What would lead you to conclude that the author is implicitly struggling with that?
Indeed, you might be correct, but he still points out that the reason for not privileging any event over any other is because the mathematics doesn't stipulate this. Therefore, to designate any event as the "real" present, for any reason whatsoever, is to add an additional assumption that isn't implicit in the mathematics. As he says, there is an interpretation which doesn't require this assumption, and that is the Block Universe. So, I don't think the contention of your article stands.
In addition, none of the above contradicts the Block Universe interpretation.
PeterDonis said:
I discussed this point in the Insights article. Relativity does not require that there has to be any criterion for what is "real" that is the same for all events in spacetime. It is perfectly consistent with the view that what is "real" for us, here and now, might be different from what is "real" for us tomorrow, or what is "real" for observers somewhere in the Andromeda galaxy at an event spacelike separated from us here and now.

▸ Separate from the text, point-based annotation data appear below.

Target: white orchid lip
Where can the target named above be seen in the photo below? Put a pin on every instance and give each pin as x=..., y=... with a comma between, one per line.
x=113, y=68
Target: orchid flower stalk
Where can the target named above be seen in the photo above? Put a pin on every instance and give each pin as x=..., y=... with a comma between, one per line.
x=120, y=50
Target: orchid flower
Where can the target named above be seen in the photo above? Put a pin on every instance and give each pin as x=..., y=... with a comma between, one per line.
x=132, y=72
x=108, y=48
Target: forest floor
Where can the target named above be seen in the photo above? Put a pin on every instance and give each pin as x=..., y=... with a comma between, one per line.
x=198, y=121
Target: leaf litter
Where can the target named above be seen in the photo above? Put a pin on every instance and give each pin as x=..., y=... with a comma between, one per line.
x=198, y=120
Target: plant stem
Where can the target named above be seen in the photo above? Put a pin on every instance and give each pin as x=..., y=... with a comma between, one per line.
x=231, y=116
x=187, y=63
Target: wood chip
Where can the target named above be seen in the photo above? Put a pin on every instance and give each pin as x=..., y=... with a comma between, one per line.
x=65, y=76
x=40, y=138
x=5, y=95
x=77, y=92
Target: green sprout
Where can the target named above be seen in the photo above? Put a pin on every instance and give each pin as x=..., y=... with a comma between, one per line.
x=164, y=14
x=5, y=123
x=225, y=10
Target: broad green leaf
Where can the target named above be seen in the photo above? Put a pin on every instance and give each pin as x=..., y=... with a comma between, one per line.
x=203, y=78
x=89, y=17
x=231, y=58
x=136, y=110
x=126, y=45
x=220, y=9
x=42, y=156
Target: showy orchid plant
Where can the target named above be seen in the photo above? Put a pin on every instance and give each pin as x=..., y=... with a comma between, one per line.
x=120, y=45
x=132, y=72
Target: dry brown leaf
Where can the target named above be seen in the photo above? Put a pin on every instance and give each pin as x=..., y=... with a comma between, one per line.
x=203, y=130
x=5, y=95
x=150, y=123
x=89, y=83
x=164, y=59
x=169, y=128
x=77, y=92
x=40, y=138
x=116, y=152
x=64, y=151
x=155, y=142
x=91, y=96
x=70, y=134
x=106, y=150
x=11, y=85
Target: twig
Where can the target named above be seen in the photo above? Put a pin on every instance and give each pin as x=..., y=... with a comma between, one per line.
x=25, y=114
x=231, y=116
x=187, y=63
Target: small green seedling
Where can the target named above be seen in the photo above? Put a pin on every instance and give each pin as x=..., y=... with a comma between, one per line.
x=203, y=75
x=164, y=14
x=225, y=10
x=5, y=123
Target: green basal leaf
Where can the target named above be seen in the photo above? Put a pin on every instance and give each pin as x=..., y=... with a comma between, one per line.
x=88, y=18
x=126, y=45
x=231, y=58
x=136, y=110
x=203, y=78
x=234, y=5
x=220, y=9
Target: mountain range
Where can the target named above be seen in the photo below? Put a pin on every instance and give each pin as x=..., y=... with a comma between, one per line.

This, of course, is an obvious implication (if we treat "real" as synonymous with "fixed and certain") of my proposed view that only events in the past light cone of our present event are fixed and certain.

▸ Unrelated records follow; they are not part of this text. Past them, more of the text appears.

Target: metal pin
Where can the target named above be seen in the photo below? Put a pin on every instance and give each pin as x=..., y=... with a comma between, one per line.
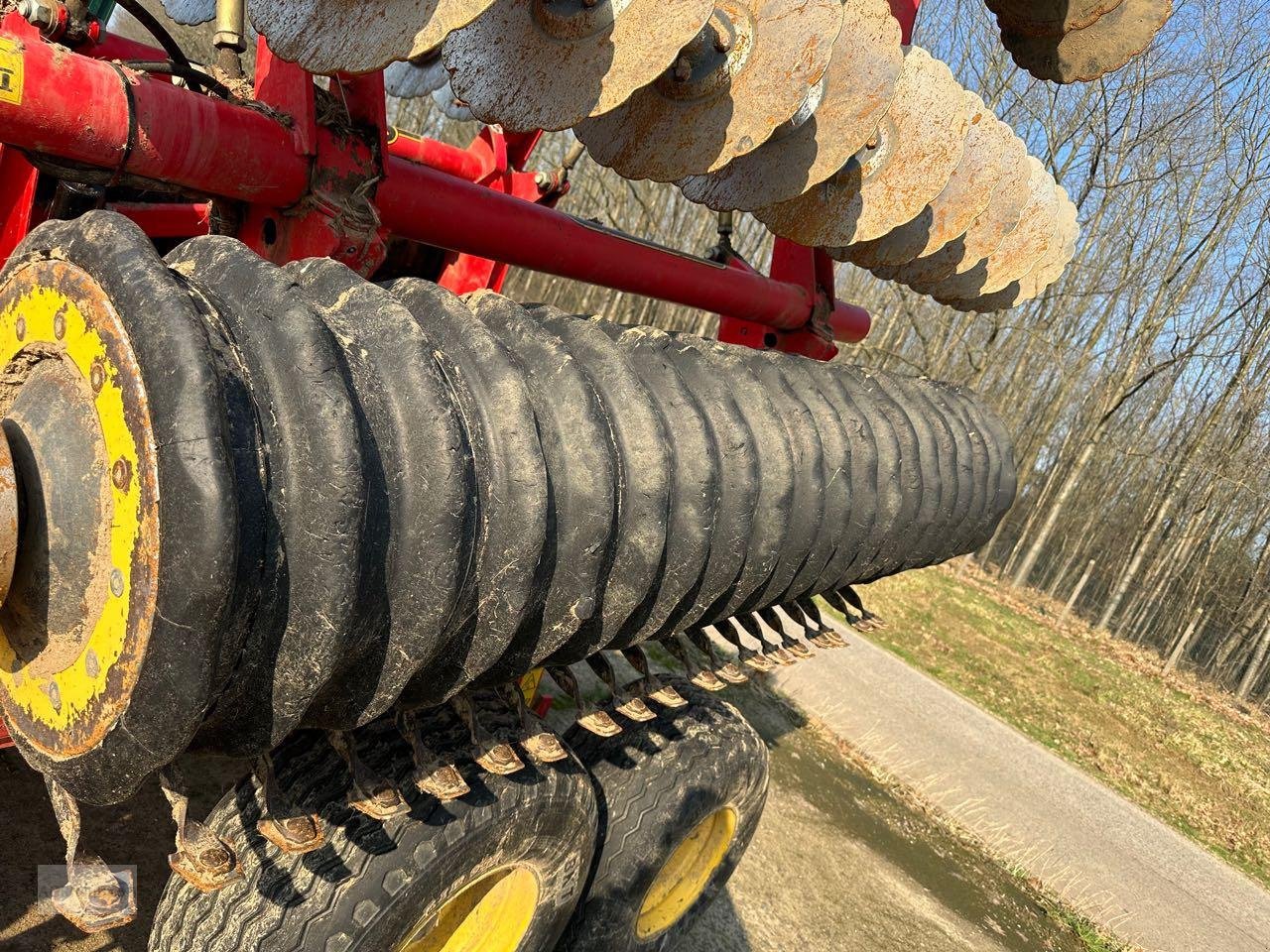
x=748, y=656
x=202, y=858
x=651, y=684
x=589, y=717
x=282, y=823
x=434, y=774
x=792, y=644
x=538, y=740
x=702, y=678
x=825, y=638
x=492, y=754
x=866, y=617
x=368, y=792
x=751, y=625
x=729, y=671
x=94, y=897
x=624, y=701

It is precisely that relativity does not set out any criteria for what is "real" that all events should be considered equally "real". There is nothing in the mathematics to distinguish a "real" present or a "here and now" form any other event on the world line.
The Block Universe is perfectly consistent with the points you raise above, it just doesn't add anything to the math to designate something as "real for us" or "here and now" because the math doesn't set out the criteria for any such ideas. As you have said, the "fixed and certain" criteria you set out is perfectly consistent with the Block Universe.